第32話 ダンスのあとに パトリシア視点(2)

「パトリシア・ハレミット様。わたしは澄んだ瞳を持った、貴女という人に恋をしました」


 大きなダイヤモンドをあしらった、指輪。エンゲージリング。テオドール様はそちらを携えながら、私の両目を見つめます。
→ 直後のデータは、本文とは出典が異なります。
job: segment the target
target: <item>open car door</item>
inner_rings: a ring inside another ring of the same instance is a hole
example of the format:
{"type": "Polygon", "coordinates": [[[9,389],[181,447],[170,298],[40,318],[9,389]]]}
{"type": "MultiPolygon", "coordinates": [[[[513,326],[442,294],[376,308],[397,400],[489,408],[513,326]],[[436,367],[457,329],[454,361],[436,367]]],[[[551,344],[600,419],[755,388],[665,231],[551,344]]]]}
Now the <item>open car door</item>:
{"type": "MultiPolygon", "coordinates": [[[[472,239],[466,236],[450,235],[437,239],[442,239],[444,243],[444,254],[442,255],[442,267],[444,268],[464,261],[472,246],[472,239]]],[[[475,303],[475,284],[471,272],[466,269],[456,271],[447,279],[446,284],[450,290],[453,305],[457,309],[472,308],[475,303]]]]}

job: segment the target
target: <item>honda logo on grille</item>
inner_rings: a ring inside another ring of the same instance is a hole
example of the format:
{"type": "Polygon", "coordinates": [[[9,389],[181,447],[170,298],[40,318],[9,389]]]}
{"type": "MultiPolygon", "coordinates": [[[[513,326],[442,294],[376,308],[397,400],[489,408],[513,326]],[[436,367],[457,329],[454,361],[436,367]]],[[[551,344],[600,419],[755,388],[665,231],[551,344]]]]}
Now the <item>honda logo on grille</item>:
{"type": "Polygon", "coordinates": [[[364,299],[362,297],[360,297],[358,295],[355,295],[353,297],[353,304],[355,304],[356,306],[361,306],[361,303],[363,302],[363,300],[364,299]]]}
「どんな境遇になっても、濁らない心。わたしは瞬く間に貴女に惹かれ、その気持ちは以後も時間に比例して増加してゆきます。同じ時を過ごせば過ごすほど、知れば知るほど、貴女という方が好きになりました」


 私へと注がれる、エメラルドのような瞳。そちらが柔らかく細まります。


「僕達は出会って、間もありません」


 はい。そうですね。

 4週間と、少し。一か月程度しか経過していません。


「パトリシア様。僕はこれまで、こういった行動は長い時間が必要なものだと考えておりました」


 テオドール様、私もです。

 化け物令嬢となってからは、考えたことはありませんでしたが――。それまでは、そう。じっくりお互いを知る期間が必要。そう思っていました。


「ですがここにも、例外は存在したのですね。恋は長さでは決めるのではなく、濃さで決めるもの。そう確信するようになりました」


 恋に関する気持ちを収める容器が、心の中にあるとして。それを満杯にすることができたのなら、他は関係ない。

 そう、感じるようになっています。


「ですので」


 ですので。


「僕は。迷わず、自信を持って告げることができます」


 私は。迷わず、自信を持って答えることができます。


「パトリシア・ハレミット様。貴女に、パトリシア・ブロンシュになっていただきたい。

わたしテオドールの隣を、ずっと歩いていただきたいのです。今後は生涯のパートナーとして、様々な時間、出来事を、共有してはくださいませんか?」


 改めてグリーンの瞳が注がれ、想いが詰まったリングが改めて差し出されます。

 そんな、眼差し。そんな、お言葉。そんな、行動。

 それらに対して私は、


「はい……っ。テオドール様……っ。私を、パトリシア・ブロンシュにしてください……っ。貴方様のお隣を、いつまでも歩かせてください……っ。ずっとずっと、一緒に感じさせてください……っ」


 同じ感情が籠った視線と言葉と返し、大きく頷いて――。差し出されたエンゲージリングを、左手の薬指に嵌めていただいたのでした――。